Le public choisit son mastodonte préféré selon les critères de son choix. A défaut d’être sur place à Brook Falls – le nombre de visiteurs est limité à 15 000 par été – il a, à sa disposition, des heures de vidéo live tournées par les « bear cam » de l’ONG de défense de la nature Explore. Les caméras sont postées au bord de la cascade qui fait office de garde-manger. Elles sont activées chaque jour pendant les éliminatoires. Certains électeurs votent selon leur cœur.
Les participants au Fat Bear Week 2021
« Otis is my man », explique un supporteur, qui loue sa manière minimaliste d’avoir l’air de faire la sieste tout en saisissant le poisson. Les amateurs font campagne pour leur champion à coups de fan art sur les réseaux sociaux. « Votez Holly ! » (l’une des rares femelles du club). « Elle va casser le plafond de verre rien qu’en marchant dessus. » D’autres développent plutôt une approche scientifique.
Le spécialiste en SIG (Système d’information géographique) Joel Cusick a mis au point une technique qui emprunte aux meilleures sources de l’ingénierie des voitures autonomes : le liDAR, ou télédétection par laser, qui permet de mesurer les objets à distance en émettant un faisceau de lumière renvoyé vers son point d’émission.
« J’ai essayé, et quand j’ai eu un retour de l’arrière-train d’Otis, je me suis dit : “Waouh, ça pourrait peut-être marcher” », a expliqué au magazine High Country News le scientifique après s’être posté sur les berges de la Brooks River. La technique pourrait faire école. Généralement, les ours sont pesés au printemps, quand ils sont faméliques.
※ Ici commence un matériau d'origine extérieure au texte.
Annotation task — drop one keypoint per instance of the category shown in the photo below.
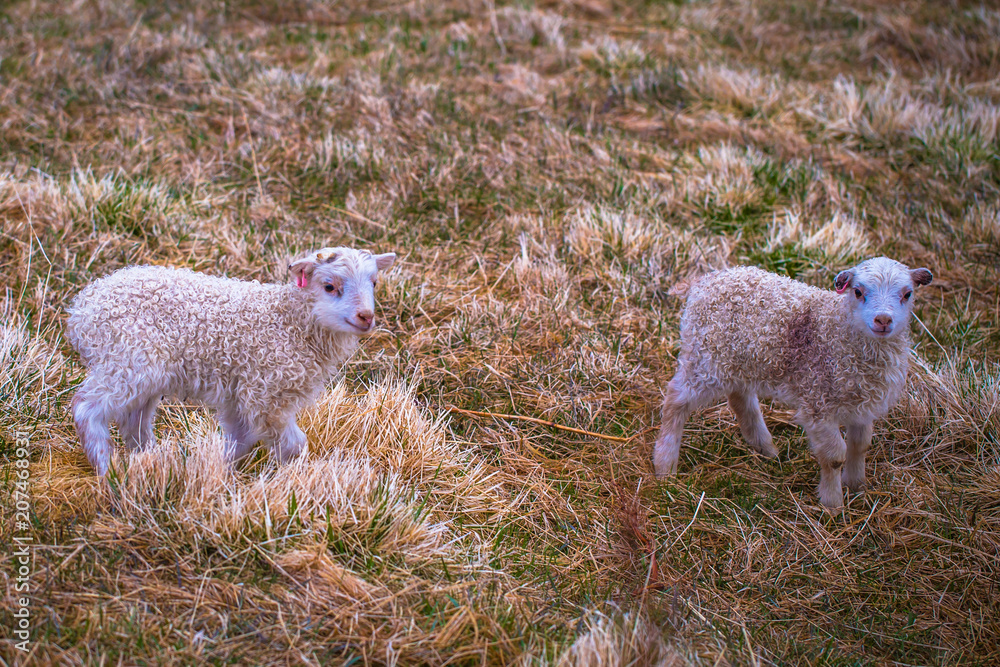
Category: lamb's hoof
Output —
(767, 450)
(832, 501)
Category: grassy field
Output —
(547, 173)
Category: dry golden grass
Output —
(551, 174)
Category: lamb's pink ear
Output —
(383, 262)
(843, 280)
(921, 276)
(303, 270)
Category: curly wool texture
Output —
(152, 330)
(746, 329)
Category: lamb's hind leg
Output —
(678, 405)
(91, 416)
(751, 421)
(830, 450)
(137, 426)
(291, 442)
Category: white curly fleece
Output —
(257, 352)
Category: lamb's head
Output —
(879, 294)
(342, 281)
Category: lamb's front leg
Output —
(240, 435)
(291, 442)
(859, 439)
(830, 450)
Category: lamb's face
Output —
(880, 295)
(343, 282)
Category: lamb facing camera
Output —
(840, 359)
(258, 353)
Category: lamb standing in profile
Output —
(258, 353)
(839, 359)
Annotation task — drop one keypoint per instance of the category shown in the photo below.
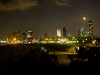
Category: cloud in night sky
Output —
(23, 4)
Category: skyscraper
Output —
(83, 33)
(90, 29)
(58, 32)
(64, 32)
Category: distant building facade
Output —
(64, 32)
(90, 33)
(58, 32)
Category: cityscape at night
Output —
(49, 37)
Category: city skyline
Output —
(45, 16)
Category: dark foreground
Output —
(33, 60)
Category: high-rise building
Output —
(58, 32)
(28, 36)
(64, 32)
(83, 33)
(90, 29)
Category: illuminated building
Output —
(83, 33)
(58, 32)
(64, 32)
(28, 36)
(90, 29)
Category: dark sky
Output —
(45, 16)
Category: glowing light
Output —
(84, 18)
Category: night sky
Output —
(45, 16)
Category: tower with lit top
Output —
(58, 32)
(90, 33)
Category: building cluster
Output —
(62, 36)
(81, 31)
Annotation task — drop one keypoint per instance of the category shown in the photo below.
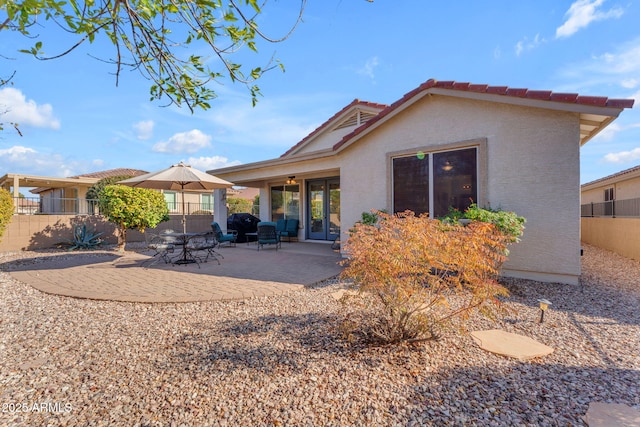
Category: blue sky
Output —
(75, 120)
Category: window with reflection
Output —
(285, 202)
(435, 182)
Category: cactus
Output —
(84, 239)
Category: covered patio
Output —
(243, 273)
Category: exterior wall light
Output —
(544, 305)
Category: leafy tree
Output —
(416, 275)
(155, 37)
(6, 209)
(4, 82)
(93, 193)
(132, 208)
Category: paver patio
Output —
(243, 273)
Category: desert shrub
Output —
(132, 208)
(507, 222)
(414, 275)
(6, 209)
(84, 238)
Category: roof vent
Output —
(356, 119)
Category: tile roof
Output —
(111, 173)
(615, 175)
(545, 95)
(353, 103)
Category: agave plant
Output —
(84, 239)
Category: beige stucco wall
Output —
(325, 140)
(532, 166)
(528, 163)
(32, 232)
(620, 235)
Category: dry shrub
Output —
(413, 275)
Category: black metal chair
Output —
(230, 237)
(206, 244)
(161, 247)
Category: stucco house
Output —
(443, 144)
(611, 212)
(68, 195)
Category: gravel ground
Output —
(279, 361)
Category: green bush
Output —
(84, 238)
(132, 208)
(507, 222)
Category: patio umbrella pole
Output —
(184, 218)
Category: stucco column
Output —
(265, 204)
(220, 208)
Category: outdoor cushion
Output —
(281, 225)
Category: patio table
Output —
(183, 239)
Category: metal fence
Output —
(629, 208)
(71, 206)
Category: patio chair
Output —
(161, 247)
(230, 237)
(205, 243)
(267, 234)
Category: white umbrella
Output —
(178, 177)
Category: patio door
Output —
(323, 209)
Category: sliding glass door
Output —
(323, 209)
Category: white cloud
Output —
(629, 83)
(20, 159)
(526, 44)
(14, 107)
(619, 67)
(208, 163)
(184, 142)
(623, 156)
(276, 122)
(368, 69)
(144, 129)
(581, 13)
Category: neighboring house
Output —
(611, 213)
(68, 195)
(613, 195)
(444, 144)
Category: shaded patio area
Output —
(243, 273)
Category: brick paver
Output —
(243, 273)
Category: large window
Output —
(285, 202)
(434, 182)
(206, 202)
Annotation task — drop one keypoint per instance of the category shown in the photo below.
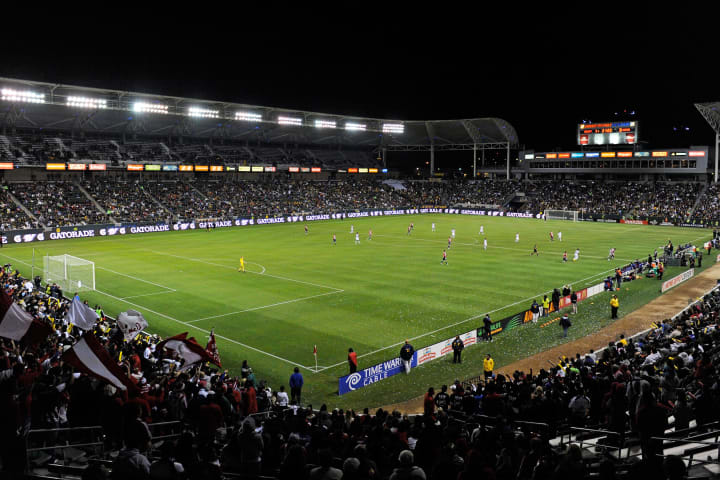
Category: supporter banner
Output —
(667, 285)
(443, 348)
(374, 374)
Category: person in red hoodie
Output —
(429, 402)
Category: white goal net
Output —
(561, 215)
(72, 274)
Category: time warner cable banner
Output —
(373, 374)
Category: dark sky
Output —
(543, 69)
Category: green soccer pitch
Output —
(301, 290)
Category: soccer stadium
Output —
(195, 288)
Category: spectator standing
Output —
(488, 365)
(565, 324)
(296, 383)
(406, 353)
(458, 346)
(407, 470)
(352, 360)
(429, 402)
(614, 305)
(535, 310)
(487, 328)
(573, 301)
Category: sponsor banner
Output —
(667, 285)
(374, 374)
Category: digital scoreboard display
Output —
(612, 133)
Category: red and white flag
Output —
(211, 349)
(187, 348)
(17, 324)
(91, 358)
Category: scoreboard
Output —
(612, 133)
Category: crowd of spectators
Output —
(636, 388)
(125, 201)
(57, 204)
(12, 217)
(630, 199)
(62, 204)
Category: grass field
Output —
(300, 290)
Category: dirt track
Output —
(658, 309)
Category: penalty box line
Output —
(310, 369)
(469, 319)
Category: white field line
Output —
(474, 317)
(150, 294)
(138, 279)
(207, 331)
(504, 248)
(338, 290)
(265, 306)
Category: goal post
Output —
(562, 215)
(69, 272)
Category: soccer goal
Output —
(72, 274)
(561, 215)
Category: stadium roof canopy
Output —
(40, 105)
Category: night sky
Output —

Il n’en faut pas moins un hélicoptère, un système de poulie et une piqûre de tranquillisant.
Au départ, la Fat Bear Week ne durait qu’une journée, baptisée « Fat Tuesday », comme le Mardi gras du carnaval de La Nouvelle-Orléans. Le concours s’étend maintenant sur une semaine. Cette année, il s’est enrichi d’une catégorie, celle des jeunes plantigrades. Le lauréat se voit décerner le titre de Fat Bear Junior.
Pour le parc national de Katmai, il s’agit de faire œuvre éducative, montrer la résilience de ses pantagruéliques résidents (ils sont environ 2 000) pour mieux les protéger et propager les connaissances sur leur invraisemblable métabolisme. Le saviez-vous ? Ursus arctos ne se réveille pas pendant cinq mois, pas même pour boire ou rejeter quoi que ce soit. Sans même remuer une oreille de tout l’hiver, il conserve sa masse musculaire : il se nourrit des protéines recyclées de sa propre urée.
Record battu
Et non, « ours brun » n’est pas synonyme de « grizzli ». Otis et ses amis vivent sur la côte, les grizzlis, eux, à l’intérieur des terres. Le public est ravi de se cultiver mais surtout de suivre son champion. Les passionnés de la fashion week des plantigrades suivent les éliminatoires comme le tournoi universitaire de basket-ball, la March Madness, avec leur bracket (« formulaire ») rempli lors de soirées avec les amis.
En 2019, ils étaient 250 000 à voter pour leur ours préféré, c’était déjà énorme (si l’on ose dire). En 2020, 650 000 participants. Effet pandémie, et surtout confinement. « On a constaté une augmentation de la fréquentation sur la plupart des vidéos de streaming animalières », note l’ex-ranger Mike Fitz, fondateur de la Fat Bear Week et responsable de l’ONG Explore.
Cette année, le record a été battu. Quelque 800 000 amateurs ont participé au concours (sur les 96 000 votes pour la finale, Otis a obtenu 51 230 contre 44 384 pour Walker). Le service média du parc a dû embaucher pour répondre à la demande de photos des stars dans l’intimité de leurs fourrés. Si on en croit Naomi Boak, l’une des rangers photographes, les humains éprouvent « une vraie joie » à voir les animaux ripailler, s’empiffrer sans se soucier de cholestérol, car pour eux la santé passe par l’obésité… « Les ours peuvent se permettre de faire quelque chose qui nous est déconseillé : être gras. »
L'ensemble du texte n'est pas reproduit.